Like all arguments for equivalence between horrors, this is never made in good faith. Those making it care little for the horrors or injustices of the anti-Sikh riots of 1984 except when they must defend the deified hero of 2002. 1984's victims aren't living penniless in garbage dumps today as, around them, a state's development is praised.
Those responsible aren't being lauded on TV by anchors and CEOs, smugly accepting overblown compliments as their due. Rajiv Gandhi is dead; Kumar, Bhagat and Tytler aren't exactly being pushed as the next PM. Look hard at the prime minister from the party of 1984, and then tell us again, Moditattvas: where is this equivalence you speak of, except in your hopeful imaginings?
'Modi presided over India's worst governance failure in decades'
The third myth: the whole Vikas Purush thing. Sorry, you can't have it both ways, Modi-roadies: if you deny Narendrabhai's sins of omission or commission caused Muslims to die, you're left with the conclusion that he's laughably incompetent. Why, precisely, should the world think that the man who presided over India's worst governance failure in decades is somehow a role model for efficiency?
We suspect that a man who isn't telling the truth about what he did during the riots will be similarly unreliable about how much investment his state is getting, or its record on malnutrition and infant mortality. We don't think of his vikas persona and his Hindu vengeance persona as distinct. We think they're the same person. And we know that person cannot be trusted.
Oh, we know you like to talk about his economic successes, by which you mostly mean the number of investors with whom he's had photo-ops. Frankly, the rest of us suspect that Gujarat's natural advantages are such that you could put Mamata Banerjee in charge and it would still attract investment.

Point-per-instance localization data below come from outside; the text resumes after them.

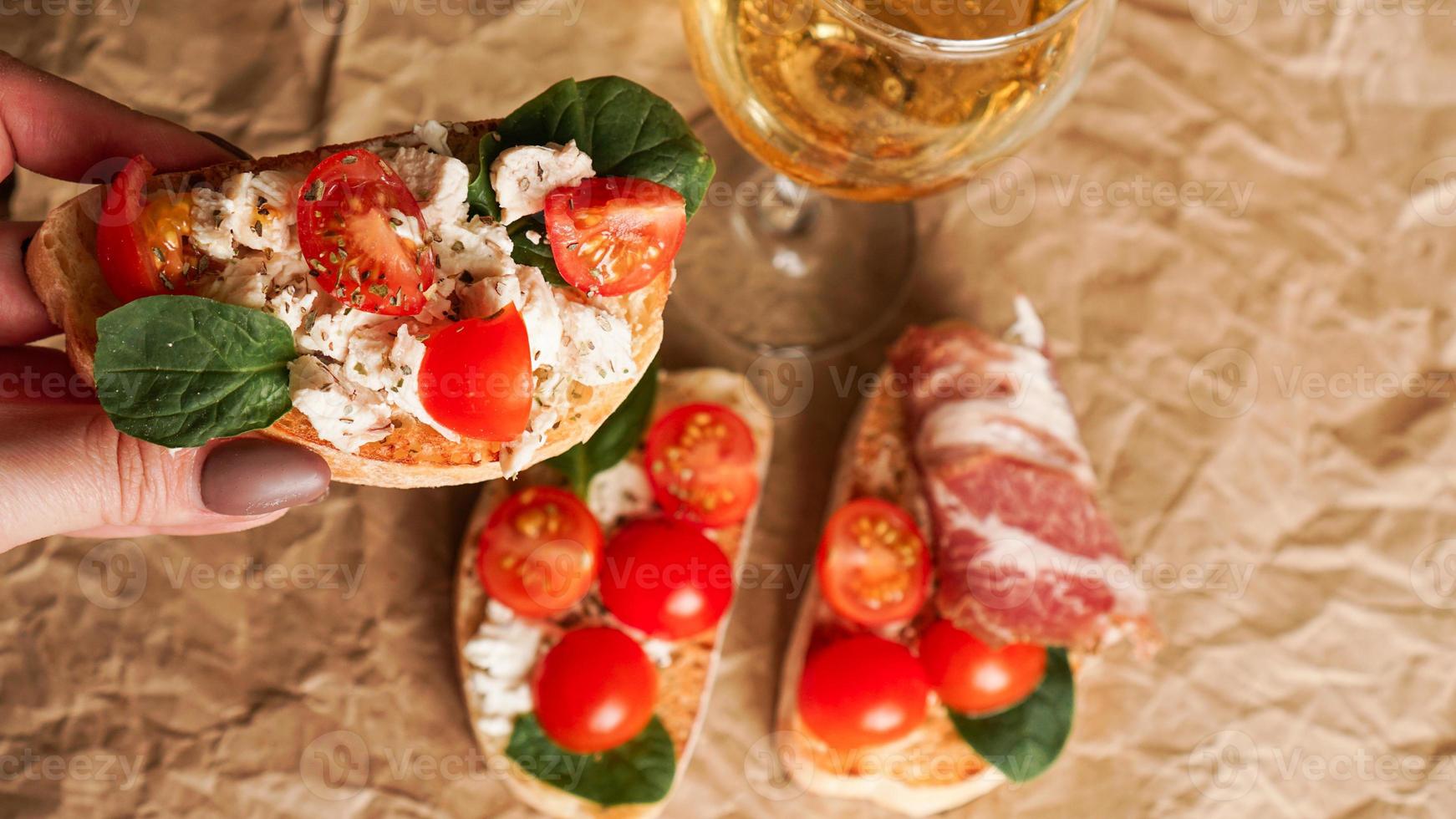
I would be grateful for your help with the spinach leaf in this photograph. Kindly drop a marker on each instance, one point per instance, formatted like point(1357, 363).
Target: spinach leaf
point(625, 129)
point(535, 253)
point(635, 133)
point(1024, 740)
point(637, 773)
point(180, 370)
point(614, 438)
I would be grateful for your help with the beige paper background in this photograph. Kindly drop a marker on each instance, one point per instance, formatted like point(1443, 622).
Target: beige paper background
point(1326, 689)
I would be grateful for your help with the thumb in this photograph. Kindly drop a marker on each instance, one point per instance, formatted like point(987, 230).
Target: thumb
point(66, 469)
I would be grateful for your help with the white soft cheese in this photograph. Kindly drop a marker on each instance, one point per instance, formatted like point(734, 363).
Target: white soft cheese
point(596, 347)
point(261, 211)
point(242, 282)
point(619, 492)
point(519, 454)
point(341, 412)
point(659, 650)
point(210, 223)
point(522, 176)
point(435, 135)
point(501, 655)
point(476, 247)
point(440, 184)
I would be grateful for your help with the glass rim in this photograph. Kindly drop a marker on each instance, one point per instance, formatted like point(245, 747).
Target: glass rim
point(949, 45)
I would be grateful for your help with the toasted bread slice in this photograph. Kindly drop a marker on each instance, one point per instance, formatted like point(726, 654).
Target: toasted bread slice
point(686, 684)
point(64, 272)
point(875, 460)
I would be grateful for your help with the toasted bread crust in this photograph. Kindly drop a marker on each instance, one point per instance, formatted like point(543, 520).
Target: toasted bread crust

'If riots are to happen, they'll happen in Modi's Gujarat'
Photographs: File pic
That takes us to the fourth myth, one we tell ourselves: that anger at Modi is just about Modi. It's not. It is also anger at the vileness of the arguments Modi-toadies employ. And futile anger at the voters of his state who vote him back in constantly, agreeing that attacks on Modi are in fact on Gujarat, too. Apparently, just as he has taken credit for Gujarat's successes, he takes the plaudits for Gujarat's failures.
Some of us deluded, foolish liberals may like to imagine that the land of Gandhi has a Disney-esque history of people living happily together. But many know of the sultanate's bloody history, of the divisions that spilled over from Ahmedabad's working class into its geography a century ago.
And all of us have met people from there who are a little more strident on the subject of foreigners, invaders and vote banks than we're accustomed to. Modi's defenders are right about one thing: if riots are to happen somewhere, they'll happen in his state. So, yes, we too are guilty of focusing anger on one individual.
'Replace Modi the Myth with Modi the Man'
But that individual, after all, has campaigned on how talking about the riots is like stabbing Gujarati pride. He has never expressed remorse or responsibility. He has, instead, played a deep double game -- denying everything to the courts, going nudge-nudge-wink-wink-say-no-more to his voters.
Again, the biggest reason that many of us will never like Modi is that the people who like him today actually like him because they think he allowed and defended the riots.
So, how to stay sane in the season of Modi the Ubiquitous, Modi the Iconic? Try his personal website, narendramodi.in. It's like vaccination: you're cured by a total Modi overdose. Modi pumping his fist in the air theatrically, Modi in an ill-fitting meet-the-Westerners suit, Modi doing yoga in designer saffron -- all with his two stock expressions, the bad-tempered half-smile and the solemn "thinking" expression, like Governance on a monument.
Once vaccinated, you can't think of him as anything but a pompous, self-regarding politico with bad grammar and a touch of megalomania. Replace Modi the Myth with Modi the Man, and you discover that no myth can survive laughter.